From: Andrea Righi <andrea@betterlinux.com>
To: Vivek Goyal <vgoyal@redhat.com>
Cc: linux-kernel@vger.kernel.org, jaxboe@fusionio.com,
linux-fsdevel@vger.kernel.org
Subject: Re: [PATCH 0/8][V2] blk-throttle: Throttle buffered WRITEs in balance_dirty_pages()
Date: Tue, 28 Jun 2011 18:21:38 +0200 [thread overview]
Message-ID: <20110628162138.GA1544@thinkpad> (raw)
In-Reply-To: <1309275309-12889-1-git-send-email-vgoyal@redhat.com>
On Tue, Jun 28, 2011 at 11:35:01AM -0400, Vivek Goyal wrote:
> Hi,
>
> This is V2 of the patches.
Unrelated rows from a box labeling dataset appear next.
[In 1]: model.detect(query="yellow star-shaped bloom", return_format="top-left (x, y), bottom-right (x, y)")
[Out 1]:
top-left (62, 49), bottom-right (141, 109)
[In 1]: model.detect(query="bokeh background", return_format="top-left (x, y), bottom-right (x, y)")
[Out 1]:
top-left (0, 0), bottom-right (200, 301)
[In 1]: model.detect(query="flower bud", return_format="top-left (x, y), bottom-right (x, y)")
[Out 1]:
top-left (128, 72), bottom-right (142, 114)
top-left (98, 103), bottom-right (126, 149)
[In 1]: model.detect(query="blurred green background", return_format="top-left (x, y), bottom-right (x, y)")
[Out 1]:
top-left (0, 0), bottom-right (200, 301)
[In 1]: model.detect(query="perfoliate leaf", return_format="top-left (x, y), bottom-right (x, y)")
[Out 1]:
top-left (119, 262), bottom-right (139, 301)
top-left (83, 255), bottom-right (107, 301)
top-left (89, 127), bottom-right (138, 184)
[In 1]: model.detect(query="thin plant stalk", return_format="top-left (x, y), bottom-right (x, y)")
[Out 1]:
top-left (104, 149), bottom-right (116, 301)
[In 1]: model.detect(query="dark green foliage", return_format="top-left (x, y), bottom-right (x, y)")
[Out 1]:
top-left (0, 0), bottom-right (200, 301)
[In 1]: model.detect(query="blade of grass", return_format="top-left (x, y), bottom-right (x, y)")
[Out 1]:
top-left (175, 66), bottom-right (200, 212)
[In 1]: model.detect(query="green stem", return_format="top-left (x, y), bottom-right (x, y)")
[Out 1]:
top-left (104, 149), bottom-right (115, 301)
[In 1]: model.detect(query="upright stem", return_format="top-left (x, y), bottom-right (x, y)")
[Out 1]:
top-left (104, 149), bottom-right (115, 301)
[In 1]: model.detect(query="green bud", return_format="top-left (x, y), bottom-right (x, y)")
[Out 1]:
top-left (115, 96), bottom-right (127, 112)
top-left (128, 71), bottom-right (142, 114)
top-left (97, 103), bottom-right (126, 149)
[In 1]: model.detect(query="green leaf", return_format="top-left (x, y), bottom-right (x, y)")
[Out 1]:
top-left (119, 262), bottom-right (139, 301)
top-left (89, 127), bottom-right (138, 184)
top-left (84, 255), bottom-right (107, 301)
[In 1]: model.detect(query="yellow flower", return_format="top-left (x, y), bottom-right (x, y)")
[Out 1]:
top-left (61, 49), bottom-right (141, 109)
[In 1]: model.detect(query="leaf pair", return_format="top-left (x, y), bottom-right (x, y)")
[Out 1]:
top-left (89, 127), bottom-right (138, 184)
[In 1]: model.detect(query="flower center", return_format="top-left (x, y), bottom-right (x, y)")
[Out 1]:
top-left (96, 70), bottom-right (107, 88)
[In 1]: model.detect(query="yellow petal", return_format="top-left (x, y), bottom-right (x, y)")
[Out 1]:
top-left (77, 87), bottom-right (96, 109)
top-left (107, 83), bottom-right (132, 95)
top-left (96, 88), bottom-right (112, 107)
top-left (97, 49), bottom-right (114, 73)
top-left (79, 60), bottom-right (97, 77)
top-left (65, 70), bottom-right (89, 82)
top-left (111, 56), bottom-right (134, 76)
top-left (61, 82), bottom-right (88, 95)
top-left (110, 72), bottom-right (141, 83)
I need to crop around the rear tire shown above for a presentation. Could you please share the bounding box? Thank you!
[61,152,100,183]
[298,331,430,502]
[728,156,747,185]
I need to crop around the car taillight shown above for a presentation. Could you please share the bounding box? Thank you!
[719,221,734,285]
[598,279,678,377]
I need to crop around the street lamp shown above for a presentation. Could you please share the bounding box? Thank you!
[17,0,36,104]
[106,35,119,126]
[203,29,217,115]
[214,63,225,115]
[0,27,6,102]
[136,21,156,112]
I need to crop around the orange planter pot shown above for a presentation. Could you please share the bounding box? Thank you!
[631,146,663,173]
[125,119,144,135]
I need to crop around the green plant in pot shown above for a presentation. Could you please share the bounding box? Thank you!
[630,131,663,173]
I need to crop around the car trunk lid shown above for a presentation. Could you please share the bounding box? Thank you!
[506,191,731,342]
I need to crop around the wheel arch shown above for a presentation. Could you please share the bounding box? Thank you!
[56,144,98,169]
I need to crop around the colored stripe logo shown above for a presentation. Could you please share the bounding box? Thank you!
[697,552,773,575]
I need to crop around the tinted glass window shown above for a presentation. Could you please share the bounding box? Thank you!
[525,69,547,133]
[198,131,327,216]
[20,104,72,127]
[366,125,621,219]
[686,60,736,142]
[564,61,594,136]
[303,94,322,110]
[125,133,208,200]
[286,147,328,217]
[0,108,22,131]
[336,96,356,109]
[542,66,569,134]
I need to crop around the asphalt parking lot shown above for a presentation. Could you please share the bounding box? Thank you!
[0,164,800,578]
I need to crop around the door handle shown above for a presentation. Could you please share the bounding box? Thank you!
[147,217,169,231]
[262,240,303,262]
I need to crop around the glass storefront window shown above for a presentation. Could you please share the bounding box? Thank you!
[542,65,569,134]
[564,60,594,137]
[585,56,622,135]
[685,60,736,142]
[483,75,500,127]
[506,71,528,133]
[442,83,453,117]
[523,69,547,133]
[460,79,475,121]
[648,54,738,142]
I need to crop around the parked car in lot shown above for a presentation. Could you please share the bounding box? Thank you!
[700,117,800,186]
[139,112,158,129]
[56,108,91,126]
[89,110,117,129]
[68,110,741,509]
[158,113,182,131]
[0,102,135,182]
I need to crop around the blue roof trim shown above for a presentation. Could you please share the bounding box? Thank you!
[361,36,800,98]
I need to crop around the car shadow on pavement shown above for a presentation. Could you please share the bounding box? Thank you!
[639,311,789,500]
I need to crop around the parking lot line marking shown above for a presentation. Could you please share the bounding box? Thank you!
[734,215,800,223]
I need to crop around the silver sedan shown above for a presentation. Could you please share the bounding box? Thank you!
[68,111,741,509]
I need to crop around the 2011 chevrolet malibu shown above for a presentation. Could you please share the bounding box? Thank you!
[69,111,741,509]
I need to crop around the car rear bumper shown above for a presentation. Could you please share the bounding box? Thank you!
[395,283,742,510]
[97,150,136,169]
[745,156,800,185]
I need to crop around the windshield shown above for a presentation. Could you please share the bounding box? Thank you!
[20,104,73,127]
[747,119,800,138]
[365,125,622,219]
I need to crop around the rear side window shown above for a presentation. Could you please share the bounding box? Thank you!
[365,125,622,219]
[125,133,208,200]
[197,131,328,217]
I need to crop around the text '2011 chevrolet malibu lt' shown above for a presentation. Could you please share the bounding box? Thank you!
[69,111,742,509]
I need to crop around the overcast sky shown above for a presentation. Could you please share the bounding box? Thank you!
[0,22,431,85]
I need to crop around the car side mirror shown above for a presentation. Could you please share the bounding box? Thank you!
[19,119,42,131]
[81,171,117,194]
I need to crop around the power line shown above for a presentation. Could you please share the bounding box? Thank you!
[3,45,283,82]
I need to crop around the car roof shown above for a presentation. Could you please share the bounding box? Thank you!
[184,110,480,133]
First version is posted here.
>
> https://lkml.org/lkml/2011/6/3/375
>
> There are no changes from first version except that I have rebased it to
> for-3.1/core branch of Jens's block tree.
>
> I have been trying to find ways to solve two problems with block IO controller
> cgroups.
>
> - Current throttling logic in IO controller does not throttle buffered WRITES.
> Well it does throttle all the WRITEs at device and by that time buffered
> WRITE have lost the submitter's context and most of the IO comes in flusher
> thread's context at device. Hence currently buffered write throttling is
> not supported.
>
> - All WRITEs are throttled at device level and this can easily lead to
> filesystem serialization.
>
> One simple example is that if a process writes some pages to cache and
> then does fsync(), and process gets throttled then it locks up the
> filesystem. With ext4, I noticed that even a simple "ls" does not make
> progress. The reason boils down to the fact that filesystems are not
> aware of cgroups and one of the things which get serialized is journalling
> in ordered mode.
>
> So even if we do something to carry submitter's cgroup information
> to device and do throttling there, it will lead to serialization of
> filesystems and is not a good idea.
>
> So how to go about fixing it. There seem to be two options.
>
> - Throttling should still be done at device level. Make filesystems aware
> of cgroups so that multiple transactions can make progress in parallel
> (per cgroup) and there are no shared resources across cgroups in
> filesystems which can lead to serialization.
>
> - Throttle WRITEs while they are entering the cache and not after that.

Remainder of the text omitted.